Nativism Watch

Remembrance Project conference in Texas gets Trump boost


Imagine2050 Staff • Sep 16, 2016
Source: Getty Images
Source: Getty Images

Earlier this year, the Remembrance Project began soliciting donations to support its first ever national conference. The three-day event began yesterday in Houston, Texas.

The group’s inaugural conference was given a boost last week when it was announced that Republican presidential nominee Donald Trump would speak at the conference luncheon tomorrow.

Founded in 2009, the Remembrance Project has become one of the organized anti-immigrant movement’s most reliable messengers. By focusing on the stories of victims who have suffered awful tragedies rather than blatant demagoguery and particulars of immigration policy, the group is able to distance itself from the rightful criticism and accusations of extremism that beset more established anti-immigrant groups. That said, Remembrance Project co-founder Maria Espinoza has been more than willing to formally align with these extremist groups to raise the profile of her own efforts.

The Remembrance Project’s visibility has grown considerably over the past several years as its spokespeople and activists have gone from speaking at small rallies and Tea Party meetings to testifying before Congress. The group even landed a platform on the main stage during July’s Republican National Convention. More established anti-immigrant groups like the Federation for American Immigration Reform and NumbersUSA have been effectively ostracized from such spaces.

READ: The Washington Post: Surprise! Donald Trump is wrong about immigrants and crime.

The Remembrance Project’s increased profile almost surely played a role in inspiring Espinoza’s ill-fated Congressional bid late last year. True to form, Espinoza ran on a decidedly Trump-esque platform replete with nativist calls to build a border wall and end Muslim immigration.

Trump’s presence at this week’s conference is simply the latest instance of him and his campaign supporting the Remembrance Project’s efforts. On multiple occasions, the candidate has met with Remembrance Project activists and invited them to speak at campaign rallies and events—most prominently during primetime on day one of the Republican National Convention.
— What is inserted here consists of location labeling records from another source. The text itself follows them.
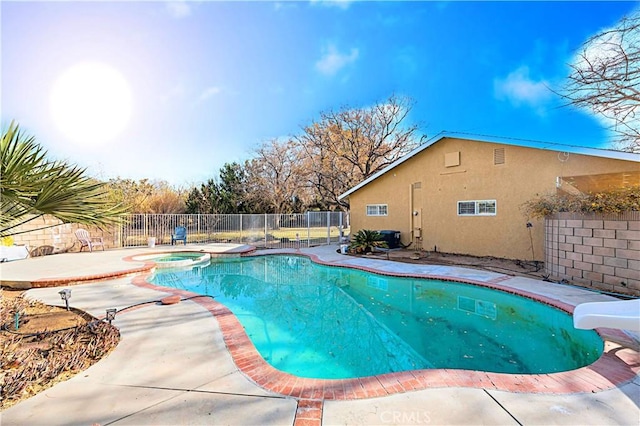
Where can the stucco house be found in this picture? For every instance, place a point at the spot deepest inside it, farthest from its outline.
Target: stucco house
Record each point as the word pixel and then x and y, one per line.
pixel 460 195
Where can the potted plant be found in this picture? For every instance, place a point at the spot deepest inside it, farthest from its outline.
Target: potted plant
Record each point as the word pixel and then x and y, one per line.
pixel 365 241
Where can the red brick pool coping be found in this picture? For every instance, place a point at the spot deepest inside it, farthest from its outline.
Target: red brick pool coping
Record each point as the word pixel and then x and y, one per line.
pixel 617 365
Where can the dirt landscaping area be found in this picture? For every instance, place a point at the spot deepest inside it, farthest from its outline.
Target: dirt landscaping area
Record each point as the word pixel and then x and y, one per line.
pixel 50 345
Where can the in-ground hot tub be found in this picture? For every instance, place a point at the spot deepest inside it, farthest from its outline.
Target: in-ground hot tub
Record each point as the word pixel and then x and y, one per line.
pixel 175 259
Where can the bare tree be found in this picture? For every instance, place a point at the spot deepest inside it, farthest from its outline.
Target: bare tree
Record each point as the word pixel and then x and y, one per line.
pixel 350 145
pixel 275 177
pixel 605 78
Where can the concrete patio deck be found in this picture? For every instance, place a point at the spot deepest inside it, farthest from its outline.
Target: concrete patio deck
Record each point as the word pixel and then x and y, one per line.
pixel 173 365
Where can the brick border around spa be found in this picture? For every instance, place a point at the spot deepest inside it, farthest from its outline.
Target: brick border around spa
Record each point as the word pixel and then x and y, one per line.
pixel 616 366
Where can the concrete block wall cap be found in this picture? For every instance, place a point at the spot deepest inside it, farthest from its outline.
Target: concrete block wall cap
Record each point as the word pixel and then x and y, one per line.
pixel 170 300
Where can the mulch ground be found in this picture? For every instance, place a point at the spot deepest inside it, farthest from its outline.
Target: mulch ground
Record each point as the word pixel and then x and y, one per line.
pixel 50 345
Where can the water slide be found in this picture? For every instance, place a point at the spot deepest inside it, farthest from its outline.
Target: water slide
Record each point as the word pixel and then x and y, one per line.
pixel 623 315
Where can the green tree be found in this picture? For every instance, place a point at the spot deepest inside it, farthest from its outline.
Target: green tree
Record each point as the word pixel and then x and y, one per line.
pixel 228 196
pixel 32 186
pixel 145 196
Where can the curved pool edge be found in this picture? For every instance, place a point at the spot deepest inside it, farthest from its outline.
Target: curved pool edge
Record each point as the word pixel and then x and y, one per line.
pixel 617 365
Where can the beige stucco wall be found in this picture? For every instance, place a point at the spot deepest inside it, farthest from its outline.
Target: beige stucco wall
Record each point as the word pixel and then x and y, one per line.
pixel 525 174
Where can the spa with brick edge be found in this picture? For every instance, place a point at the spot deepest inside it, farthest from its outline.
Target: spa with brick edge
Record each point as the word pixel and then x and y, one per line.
pixel 616 366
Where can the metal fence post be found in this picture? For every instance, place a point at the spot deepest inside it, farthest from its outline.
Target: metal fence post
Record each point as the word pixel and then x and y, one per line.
pixel 328 228
pixel 308 228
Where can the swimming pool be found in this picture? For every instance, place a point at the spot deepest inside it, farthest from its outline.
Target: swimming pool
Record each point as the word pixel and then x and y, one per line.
pixel 326 322
pixel 175 259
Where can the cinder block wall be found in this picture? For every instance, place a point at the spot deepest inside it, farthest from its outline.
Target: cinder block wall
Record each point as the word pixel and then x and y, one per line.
pixel 49 231
pixel 600 251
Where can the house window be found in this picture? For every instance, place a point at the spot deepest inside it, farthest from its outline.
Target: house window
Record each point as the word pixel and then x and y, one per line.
pixel 477 208
pixel 376 210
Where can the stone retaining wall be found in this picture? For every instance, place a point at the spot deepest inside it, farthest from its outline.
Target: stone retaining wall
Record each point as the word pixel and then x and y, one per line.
pixel 601 251
pixel 49 231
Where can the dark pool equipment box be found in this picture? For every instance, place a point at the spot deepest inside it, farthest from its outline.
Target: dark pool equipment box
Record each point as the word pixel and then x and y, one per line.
pixel 392 238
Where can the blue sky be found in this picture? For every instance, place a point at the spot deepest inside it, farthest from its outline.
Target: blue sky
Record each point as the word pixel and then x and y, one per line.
pixel 199 84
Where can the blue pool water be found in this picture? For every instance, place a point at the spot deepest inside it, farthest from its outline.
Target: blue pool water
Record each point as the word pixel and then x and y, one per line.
pixel 327 322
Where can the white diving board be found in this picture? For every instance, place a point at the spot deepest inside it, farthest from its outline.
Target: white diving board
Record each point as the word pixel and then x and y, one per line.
pixel 623 315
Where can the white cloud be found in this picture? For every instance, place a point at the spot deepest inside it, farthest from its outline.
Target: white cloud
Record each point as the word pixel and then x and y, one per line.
pixel 209 92
pixel 333 61
pixel 519 88
pixel 178 8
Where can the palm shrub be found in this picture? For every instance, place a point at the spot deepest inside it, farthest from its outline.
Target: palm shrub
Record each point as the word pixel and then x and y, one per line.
pixel 32 186
pixel 366 240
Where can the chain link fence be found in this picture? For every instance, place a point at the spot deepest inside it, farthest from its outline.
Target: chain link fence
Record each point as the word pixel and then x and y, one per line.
pixel 260 230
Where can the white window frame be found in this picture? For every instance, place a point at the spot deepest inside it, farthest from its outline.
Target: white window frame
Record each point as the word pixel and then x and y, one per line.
pixel 378 208
pixel 479 207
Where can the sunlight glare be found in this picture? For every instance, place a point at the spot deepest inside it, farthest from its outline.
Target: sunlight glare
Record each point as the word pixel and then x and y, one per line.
pixel 91 103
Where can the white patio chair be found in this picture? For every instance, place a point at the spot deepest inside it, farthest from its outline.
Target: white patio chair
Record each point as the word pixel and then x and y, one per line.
pixel 88 241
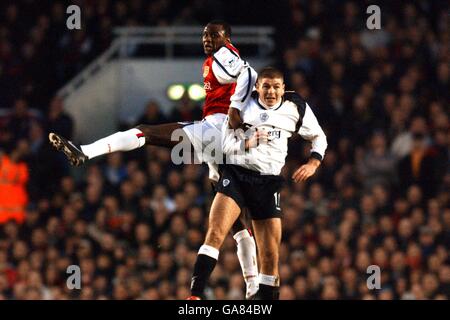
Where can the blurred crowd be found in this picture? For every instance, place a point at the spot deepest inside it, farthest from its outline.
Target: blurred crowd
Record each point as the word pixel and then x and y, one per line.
pixel 134 221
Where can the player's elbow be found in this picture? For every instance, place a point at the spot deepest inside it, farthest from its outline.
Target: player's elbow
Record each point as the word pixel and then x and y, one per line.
pixel 234 118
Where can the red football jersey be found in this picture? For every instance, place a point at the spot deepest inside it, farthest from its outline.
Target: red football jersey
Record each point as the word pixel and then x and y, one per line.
pixel 217 95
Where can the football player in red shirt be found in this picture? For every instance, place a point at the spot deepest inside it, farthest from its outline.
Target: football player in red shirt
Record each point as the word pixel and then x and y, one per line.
pixel 228 81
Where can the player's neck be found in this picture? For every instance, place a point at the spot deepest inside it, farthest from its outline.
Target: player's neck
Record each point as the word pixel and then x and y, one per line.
pixel 265 106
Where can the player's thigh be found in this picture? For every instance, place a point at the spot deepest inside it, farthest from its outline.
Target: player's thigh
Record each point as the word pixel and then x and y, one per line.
pixel 224 212
pixel 268 236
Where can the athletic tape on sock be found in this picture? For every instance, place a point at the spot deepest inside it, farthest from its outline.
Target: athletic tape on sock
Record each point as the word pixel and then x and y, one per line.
pixel 273 281
pixel 209 251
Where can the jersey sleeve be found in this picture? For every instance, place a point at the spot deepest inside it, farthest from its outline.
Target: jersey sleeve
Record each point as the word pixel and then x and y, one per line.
pixel 311 130
pixel 227 65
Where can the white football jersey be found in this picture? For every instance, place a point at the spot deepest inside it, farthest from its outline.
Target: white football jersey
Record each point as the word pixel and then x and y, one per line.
pixel 291 115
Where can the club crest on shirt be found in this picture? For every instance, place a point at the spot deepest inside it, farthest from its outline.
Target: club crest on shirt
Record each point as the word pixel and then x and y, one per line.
pixel 264 116
pixel 205 71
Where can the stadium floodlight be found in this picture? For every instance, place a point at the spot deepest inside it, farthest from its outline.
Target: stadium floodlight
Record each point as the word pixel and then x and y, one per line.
pixel 196 92
pixel 175 91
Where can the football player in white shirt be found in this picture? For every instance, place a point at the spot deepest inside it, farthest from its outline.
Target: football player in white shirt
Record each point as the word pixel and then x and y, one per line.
pixel 252 179
pixel 228 80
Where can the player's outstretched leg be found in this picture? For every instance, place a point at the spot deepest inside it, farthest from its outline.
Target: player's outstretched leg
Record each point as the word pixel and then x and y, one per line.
pixel 158 135
pixel 73 154
pixel 246 252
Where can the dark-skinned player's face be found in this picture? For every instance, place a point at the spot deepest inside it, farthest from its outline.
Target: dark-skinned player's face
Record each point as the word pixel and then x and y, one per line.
pixel 213 38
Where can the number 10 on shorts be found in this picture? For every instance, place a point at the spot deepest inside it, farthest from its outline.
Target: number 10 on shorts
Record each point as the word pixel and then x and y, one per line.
pixel 276 195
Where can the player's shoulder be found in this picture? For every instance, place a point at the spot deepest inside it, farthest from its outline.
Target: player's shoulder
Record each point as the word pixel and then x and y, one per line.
pixel 292 97
pixel 227 52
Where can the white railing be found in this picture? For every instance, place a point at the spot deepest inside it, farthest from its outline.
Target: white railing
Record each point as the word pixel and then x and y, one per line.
pixel 128 38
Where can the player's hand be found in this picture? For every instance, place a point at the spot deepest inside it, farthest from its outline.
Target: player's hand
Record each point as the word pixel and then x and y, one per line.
pixel 258 137
pixel 234 118
pixel 306 170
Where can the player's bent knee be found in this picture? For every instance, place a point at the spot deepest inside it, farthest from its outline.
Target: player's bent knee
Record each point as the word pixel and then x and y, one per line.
pixel 214 238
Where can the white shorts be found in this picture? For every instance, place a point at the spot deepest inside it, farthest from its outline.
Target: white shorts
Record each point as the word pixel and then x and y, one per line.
pixel 206 138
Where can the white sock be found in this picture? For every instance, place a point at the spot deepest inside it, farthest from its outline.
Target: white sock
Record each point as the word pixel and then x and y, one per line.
pixel 119 141
pixel 269 280
pixel 209 251
pixel 246 252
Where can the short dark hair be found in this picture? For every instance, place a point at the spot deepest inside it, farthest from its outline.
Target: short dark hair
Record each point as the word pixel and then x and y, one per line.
pixel 270 72
pixel 225 26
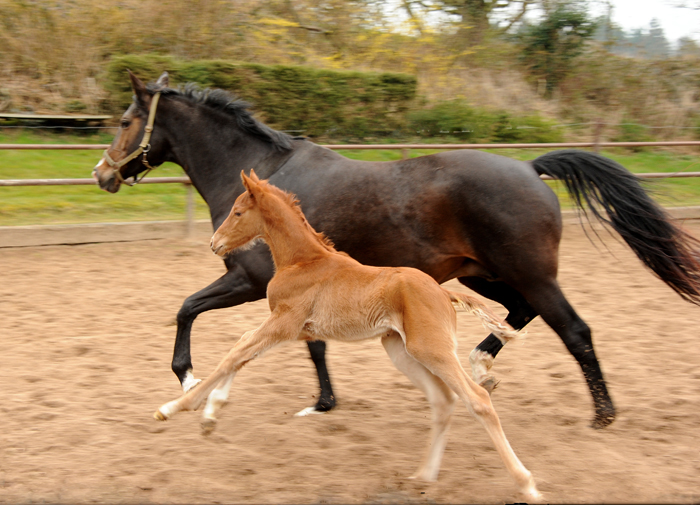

This week’s conference was previously advertised as invitation-only, but the Remembrance Project has apparently chosen to capitalize on Trump’s presence by now allowing the public to attend for a $125 registration fee. A Trump-inspired financial boost, however, is not the Remembrance Project’s only source of support. In recent years the organized anti-immigrant movement has recognized how the group can help further its nativist agenda and, in turn, has offered its own support.

U.S. Inc., the philanthropic foundation of white nationalist John Tanton, has given tens of thousands of dollars to the Remembrance Project since 2014. Tanton is the founder of the modern day anti-immigrant movement and has once wrote, “I’ve come to the point of view that for European-American society and culture to persist requires a European-American majority, and a clear one at that.”

Tax records indicate that the Remembrance Project received $25,000 from U.S. Inc. in 2014 and $32,500 in 2015. Those funds have, at least in part, allowed Espinoza and affiliated activists to:

  • Attend the Writers Workshop in Washington, D.C., an annual event organized by U.S. Inc. that has previously attracted leading white nationalists. Espinoza spoke at the 2013 edition of the event and has attended in subsequent years.
  • Become regular attendees of Hold Their Feet to the Fire, an annual media event organized by leading anti-immigrant group Federation for American Immigration Reform (FAIR).
  • Organize a July 2015 press conference in San Francisco at the site where Kate Steinle was shot and killed. As Imagine 2050 noted, Espinoza’s decision to wear a bulletproof vest during the press conference could only be described as a “cynical display” that “fail[s] to advance policy debates in any meaningful way.”
  • Present at a March 2015 Tea Party event in Southern California, where Espinoza was photographed with local activists in front of a Confederate flag. On Facebook, Espinoza later remarked on the photograph, “LOL!! Look at the flag behind us…so appropriate!”
  • Co-sponsor a July 2014 memorial event in Iowa with leading anti-immigrant group Federation for American Immigration Reform. FAIR and the Remembrance Project have co-sponsored similar events in the past with one FAIR representative once admitting their goal to depict a convicted murderer as “the poster child of both the DREAM Act and amnesty.”

Continued media coverage of The Remembrance Project is sure to increase the group’s confidence as well as further elevate the destructive agenda of the anti-immigrant movement. This week’s conference, with the implicit endorsement of a major presidential nominee, only confirms that.